Key components include:
- Token Pyramid Module: Efficiently constructed using lightweight MobileNetV2 blocks, this module generates multi-scale feature representations, which are progressively pooled and concatenated to form a reduced representation for subsequent transformer operations.
- Semantics Extractor: This segment utilizes several transformer blocks incorporating Multi-Head Self-Attention (MHSA) to provide scale-aware global semantics. These blocks are optimized with batch normalization and a reduced number of channels in keys and queries, significantly decreasing the computational footprint.
- Semantics Injection Module: Combines scale-aware semantics with localized token features, enhancing representation in a computationally efficient manner. By applying operations such as sigmoid attention and feature concatenation, this module enables robust hierarchical feature formation conducive to dense prediction tasks.
- Segmentation Head: Utilizes upscaled augmented tokens for final segmentation map production, presenting significant improvements over existing CNN and ViT techniques in terms of precision and efficiency.
Experimental Results
TopFormer demonstrates substantial advancements over prior models across various datasets, including ADE20K, Pascal Context, and COCO-Stuff, showcasing increased mean Intersection over Union (mIoU) scores while maintaining lower latency and computational costs. Notably, on ADE20K, TopFormer surpasses MobileNetV3 by 5% in mIoU with reduced latency on ARM-based devices. The tiny iteration of TopFormer achieves real-time segmentation capabilities on these devices, underscoring its practical application in mobile contexts.

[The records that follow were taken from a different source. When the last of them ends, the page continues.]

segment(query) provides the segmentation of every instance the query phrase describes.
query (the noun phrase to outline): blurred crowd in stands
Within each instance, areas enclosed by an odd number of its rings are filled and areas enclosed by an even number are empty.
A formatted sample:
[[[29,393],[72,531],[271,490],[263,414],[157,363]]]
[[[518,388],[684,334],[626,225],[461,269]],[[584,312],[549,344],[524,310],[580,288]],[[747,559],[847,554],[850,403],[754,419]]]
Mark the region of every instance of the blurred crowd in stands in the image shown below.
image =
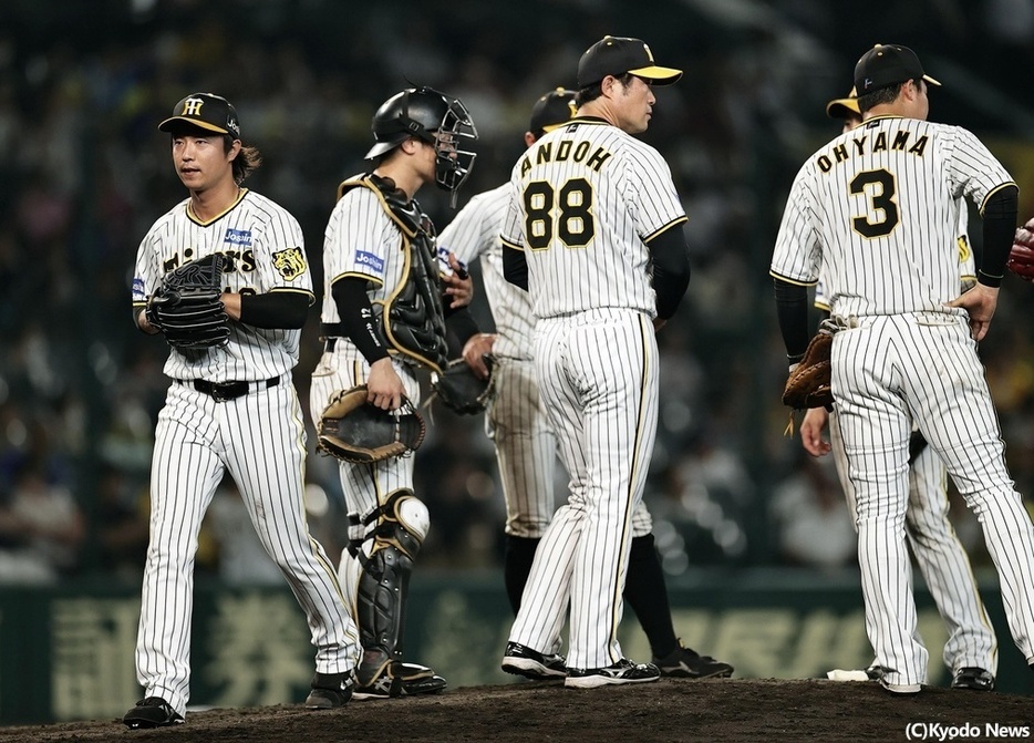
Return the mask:
[[[685,70],[658,92],[644,135],[672,164],[693,262],[687,300],[660,336],[661,430],[647,499],[665,568],[849,567],[854,533],[831,463],[809,461],[783,436],[786,364],[767,266],[789,183],[838,133],[823,111],[847,92],[855,60],[893,41],[944,83],[931,118],[981,134],[1020,180],[1021,221],[1034,216],[1034,116],[1010,95],[1011,75],[1034,62],[1032,25],[1031,0],[9,0],[0,9],[0,582],[138,581],[167,347],[135,330],[128,287],[141,237],[184,197],[156,130],[176,101],[213,91],[236,104],[246,144],[266,161],[246,185],[298,217],[319,281],[335,187],[362,169],[384,99],[416,83],[464,101],[480,138],[462,205],[508,176],[531,103],[573,86],[579,54],[606,33],[645,39],[662,63]],[[979,59],[965,51],[992,47]],[[447,224],[440,194],[421,200]],[[973,241],[979,248],[979,234]],[[1032,308],[1034,287],[1006,278],[982,343],[1009,462],[1028,498]],[[478,317],[490,328],[484,303]],[[316,307],[296,370],[304,403],[318,320]],[[432,530],[422,569],[496,567],[504,510],[483,416],[425,412],[416,487]],[[345,514],[333,462],[313,452],[309,481],[312,530],[335,555]],[[957,504],[960,534],[985,563],[963,512]],[[199,571],[266,579],[242,513],[227,482]]]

Implications and Future Directions
The proposed architecture has significant implications for mobile AI applications where efficiency is crucial. It sets a benchmark for balancing accuracy with resource constraints, paving the way for further exploration into lightweight transformers for various vision tasks. Subsequent research could enhance object detection capabilities and refine model scalability across different device profiles.
In summary, TopFormer represents a significant stride in vision transformer design for mobile applications. By effectively leveraging the strengths of both CNNs and transformers and emphasizing scale-aware processing, it addresses the challenges inherent in deploying dense prediction models on resource-constrained platforms. Future iterations may focus on expanding application domains and refining architecture components for broader AI deployment scenarios.